EZB dreht Griechenland den Geldhahn zu, doch der DAX unbeeindruckt

2015-02-05 08:30:00
Jens Klatt, Marktstratege
Teile:

(DailyFX.de) – Der DAX hat seinen potentiellen Risk Off-Katalysator: die EZB dreht Griechenland den Geldhahn zu.

Die Nachricht schlug gestern Abend ein wie eine Bombe: griechische Banken können kaum noch (eigentlich "gar keine") griechischen Anleihen mehr als Sicherheit bei der EZB hinterlegen. Das wiederum heißt nichts anderes als: griechischen Banken geht das Geld früher oder später aus und das wiederum begünstigt einen potentiellen Bank Run in Griechenland.

Schaut man sich die Reaktion im DAX an, sieht man eine derzeitige Stabilisierung oberhalb der 10.800er Marke und diese lässt den Schluss zu, dass die Entscheidung der EZB derzeit noch nicht überzubewerten ist.

Denn: das Nicht-Akzeptieren griechischer Schuldtitel beinhaltet nicht, dass nicht andere Schuldtitel als Sicherheit hinterlegt werden können. Und weitere entstehende Liquiditätsengpässe bei griechischen Banken können über das sogenannte ELA-Programm kompensiert werden.

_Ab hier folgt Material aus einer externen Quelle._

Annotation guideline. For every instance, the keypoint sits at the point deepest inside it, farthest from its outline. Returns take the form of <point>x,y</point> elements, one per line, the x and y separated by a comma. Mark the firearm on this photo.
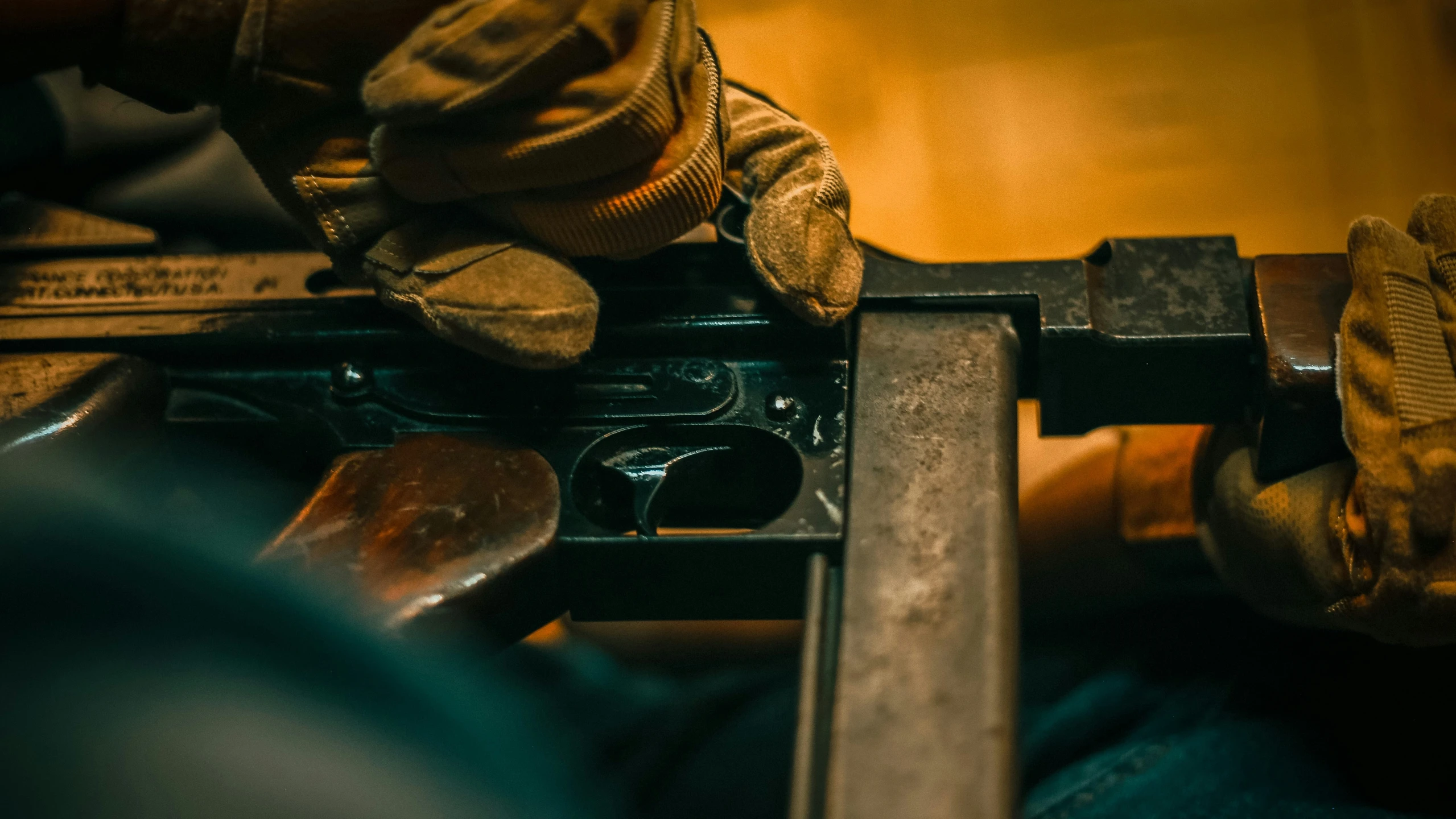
<point>714,456</point>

An erster Stelle bleibt dieser Schritt der EZB zunächst nichts weiter als ein "Schuss gegen den Bug" der griechischen Regierung durch welchen sie versucht Druck auf diese auszuüben, damit diese nicht von ihrem Sparkurs abweicht.

Insgesamt würde ich derzeit sagen, dass es, trotz dieses Risikofaktors mit saubereren Trendbewegungen im DAX vor der Veröffentlichung der Non Farm Payrolls am Freitag schwierig wird.

EZB dreht Griechenland den Geldhahn zu, doch der DAX unbeeindruckt

Quelle: DailyFX WIrtschaftsdatenkalender

Um neue Allzeithochs markieren zu können, lauern, wie oben gezeigt, an zu vielen Ecken zu viele, potentiell negative Faktoren (Details auch unter http://bit.ly/1yHhMqL).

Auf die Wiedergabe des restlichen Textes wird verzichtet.